The Wathawurrung name for the mount, Djerrinallum, means "nest of sea swallows, terns" (Dawson, 1881). A slightly earlier source (Porteous, 1878) had stated the name to mean "a hill of fire... and is also the name of a local clan Djerrinallum gundidj". In the 2011 notes to the dreamtine story Derrinallum ba Buninyong however, Joel Wright says that the name Derrinallum means "home of sea swallows or terns frequenting neighbouring marshes", in the Girai wurrung (called by him "Keerray woorroong") language. According to James Dawson:

Of the Aboriginal people we know about from the 1800s, the one most closely associated with Mount Elephant is known as "King Tom". He was painted by Robert Hawker Dowling (1827–1886) in 1856. The painting, entitled Aborigines in a Bark Hut: King Tom of the Mount Elephant Tribe, is in the collection of the National Library of Australia. The photographer Fred Kruger (1831–1888) took a photograph of Tom in 1877, possibly while he was at Coranderrk. The photograph is titled "King Tom - Derrinallum Tribe". Kruger's photograph was made into a lithographic print around 1880, included with "portraits of surviving leaders of Aboriginal tribes of Victoria, originally taken at various times between around 1866 and 1878" published under the title Album of the Kings & Queens of Victoria. Tom lived at Meningoort Station, about 25 km south-west of Mount Elephant, north of Camperdown and west of Lake Bookaar. Tom died at Meningort station was buried in Camperdown cemetery on 30 September 1881. Meningoort Station still exists in Corangamite Shire and has remained in the McArthur family since Scottish immigrant, Peter McArthur, squatted on the land in 1837.

===Dreaming story===
One early account of traditional Aboriginal beliefs surrounding the creation of Mt Elephant was provided by an unidentified person from the Wadawurrung tribe in 1846 and first published in London in 1861.

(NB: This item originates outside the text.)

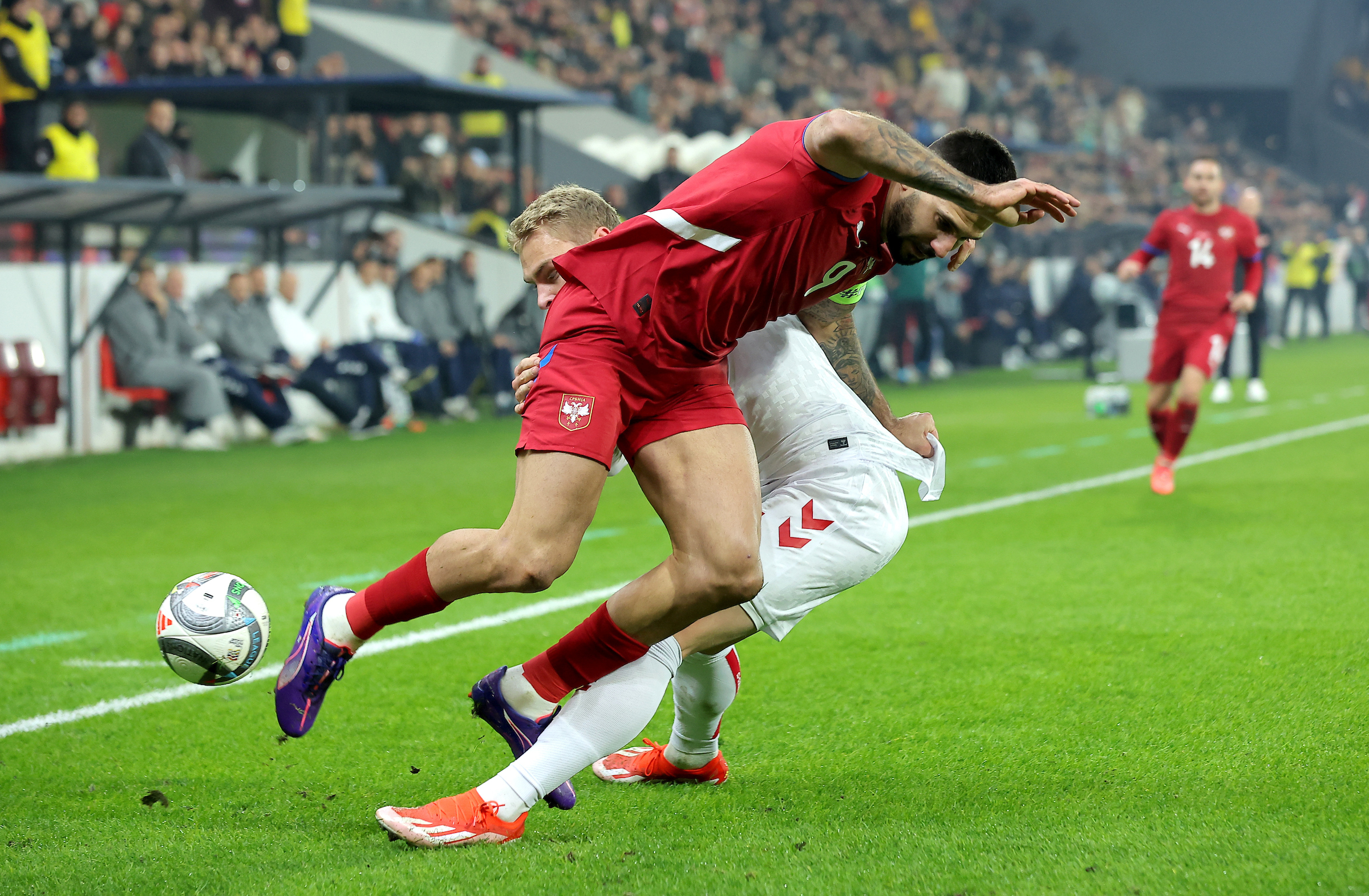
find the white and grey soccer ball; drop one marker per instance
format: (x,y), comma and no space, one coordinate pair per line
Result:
(213,629)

One of the legends that these tribes are fond of relating is, that Tyrinallum (Mt Elephant) and Bouninyoung [Mt Buninyong] (two volcanic hills about thirty miles apart) were formerly black men, that they quarreled and fought, the former being armed with a leeowil and the latter with a hand spear, and after a prolonged contest, Tyrrinallum thrust his spear in Bouninyoung's side, the cause of the present hollow in the side of the hill, which so infuriated him that he dealt the other a tremendous blow, burying the point of his leeowil in his head, which made the present large crater, and knocked him to the spot where he now stands.

This version of the story describes the Mount Elephant figure using a weapon called a "leeowil", which is described by Stanbridge in 1861 as a "wooden battle axe, the usual implement of hand to hand encounters".